Uchwały SN są niezaskarżalne
W komunikacie klubu PiS dodano, iż uchwały SN w sprawach ważności wyborów mają charakter dokumentów publiczno-prawnych i są niezaskarżalne. Nie mogą być dowolnie uzupełniane, a ewentualne zmiany ich treści mogą być wprowadzane wyłącznie w ramach przewidzianych ustawą procedur.
Zgłoszone podejrzenie dotyczy przestępstwa urzędniczego oraz fałszerstwa dokumentu i ma istotne znaczenie dla stabilności porządku konstytucyjnego i ochrony legalności procesu wyborczego w Polsce. W sprawie dodania adnotacji do uchwały SN zawiadomienie złożyła również I prezes SN Małgorzata Manowska.
Rząd broni dodania adnotacji
Do informacji o złożeniu przez I prezes SN zawiadomienia do prokuratury odnosił się w czwartek rzecznik rządu Adam Szłapka. Podkreślił, iż adnotacja dodana do uchwały SN funkcjonuje już ponad pół roku, od uchwały Rady Ministrów i "nie wzięła się z powietrza".

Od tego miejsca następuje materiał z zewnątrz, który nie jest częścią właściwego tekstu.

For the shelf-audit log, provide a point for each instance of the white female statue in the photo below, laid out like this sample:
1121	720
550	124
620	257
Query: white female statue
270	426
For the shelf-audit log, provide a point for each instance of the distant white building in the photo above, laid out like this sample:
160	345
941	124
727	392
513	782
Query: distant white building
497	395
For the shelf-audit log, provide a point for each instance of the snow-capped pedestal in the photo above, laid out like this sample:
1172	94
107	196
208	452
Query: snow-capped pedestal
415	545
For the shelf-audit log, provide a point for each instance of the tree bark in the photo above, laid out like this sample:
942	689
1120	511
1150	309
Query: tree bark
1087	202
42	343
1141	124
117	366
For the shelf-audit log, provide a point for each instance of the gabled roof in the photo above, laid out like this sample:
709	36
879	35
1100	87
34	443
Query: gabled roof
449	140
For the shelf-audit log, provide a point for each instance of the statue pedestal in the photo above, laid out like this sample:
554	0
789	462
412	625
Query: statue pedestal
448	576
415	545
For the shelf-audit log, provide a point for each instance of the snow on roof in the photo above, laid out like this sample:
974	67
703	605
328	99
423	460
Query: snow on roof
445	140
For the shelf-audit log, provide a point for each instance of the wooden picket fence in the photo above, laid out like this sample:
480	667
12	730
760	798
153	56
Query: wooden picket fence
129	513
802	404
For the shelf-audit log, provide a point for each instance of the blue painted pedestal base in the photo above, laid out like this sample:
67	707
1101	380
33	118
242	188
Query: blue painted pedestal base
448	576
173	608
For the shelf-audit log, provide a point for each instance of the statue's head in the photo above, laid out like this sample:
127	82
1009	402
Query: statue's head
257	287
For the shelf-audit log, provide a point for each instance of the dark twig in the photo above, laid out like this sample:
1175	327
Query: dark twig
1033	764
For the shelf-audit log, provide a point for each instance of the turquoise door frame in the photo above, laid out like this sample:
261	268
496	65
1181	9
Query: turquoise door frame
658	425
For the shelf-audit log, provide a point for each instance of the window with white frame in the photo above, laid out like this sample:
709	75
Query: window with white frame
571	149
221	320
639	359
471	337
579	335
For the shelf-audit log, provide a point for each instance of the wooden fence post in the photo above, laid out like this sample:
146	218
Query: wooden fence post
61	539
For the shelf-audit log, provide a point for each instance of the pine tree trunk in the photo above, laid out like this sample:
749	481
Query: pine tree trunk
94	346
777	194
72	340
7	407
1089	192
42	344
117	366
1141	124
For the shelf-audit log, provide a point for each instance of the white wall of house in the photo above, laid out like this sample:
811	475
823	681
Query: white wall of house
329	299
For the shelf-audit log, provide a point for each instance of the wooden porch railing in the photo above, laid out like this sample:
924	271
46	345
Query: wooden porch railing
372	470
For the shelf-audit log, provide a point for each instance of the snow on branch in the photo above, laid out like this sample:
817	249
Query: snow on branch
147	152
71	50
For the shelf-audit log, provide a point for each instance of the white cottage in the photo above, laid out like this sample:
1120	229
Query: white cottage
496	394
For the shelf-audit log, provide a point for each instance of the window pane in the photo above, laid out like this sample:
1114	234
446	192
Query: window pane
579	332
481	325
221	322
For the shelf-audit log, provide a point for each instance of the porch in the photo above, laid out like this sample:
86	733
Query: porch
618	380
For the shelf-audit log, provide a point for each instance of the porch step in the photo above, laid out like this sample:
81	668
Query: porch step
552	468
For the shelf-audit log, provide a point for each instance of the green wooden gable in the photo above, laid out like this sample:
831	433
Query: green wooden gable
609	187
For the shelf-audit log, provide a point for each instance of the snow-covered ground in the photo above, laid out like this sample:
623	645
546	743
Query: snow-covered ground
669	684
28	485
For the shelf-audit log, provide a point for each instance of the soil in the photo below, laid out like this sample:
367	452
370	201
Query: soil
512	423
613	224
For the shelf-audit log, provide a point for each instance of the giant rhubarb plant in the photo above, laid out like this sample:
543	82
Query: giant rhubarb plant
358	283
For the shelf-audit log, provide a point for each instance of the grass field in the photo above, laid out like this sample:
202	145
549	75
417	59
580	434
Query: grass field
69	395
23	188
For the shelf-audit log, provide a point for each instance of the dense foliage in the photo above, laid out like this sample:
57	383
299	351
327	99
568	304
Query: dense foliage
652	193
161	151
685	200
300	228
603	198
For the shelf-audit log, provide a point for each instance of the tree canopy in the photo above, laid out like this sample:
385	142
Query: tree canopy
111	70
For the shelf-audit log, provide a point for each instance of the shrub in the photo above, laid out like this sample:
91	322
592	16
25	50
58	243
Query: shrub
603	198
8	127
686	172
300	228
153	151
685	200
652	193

Są wyroki sądów europejskich, które kwestionują Izbę Kontroli Nadzwyczajnej i Spraw Publicznych - ocenił Szłapka. Uchwała rządu z grudnia 2024 roku głosi, iż stan sądownictwa wymaga systemowego rozwiązania i podjęcia działań naprawczych.
Uchwałę o ważności wyboru Nawrockiego na prezydenta Sąd Najwyższy podjął pierwszego lipca w składzie całej Izby Kontroli Nadzwyczajnej i Spraw Publicznych. Około 54 tysięcy wniesionych protestów wyborczych nie zwiększyło wagi podniesionych w nich zarzutów, a żadne z ustalonych uchybień nie miało wpływu na ogólny wynik wyborów.
(PAP) Uwaga: Ten artykuł został zredagowany przy pomocy Sztucznej Inteligencji.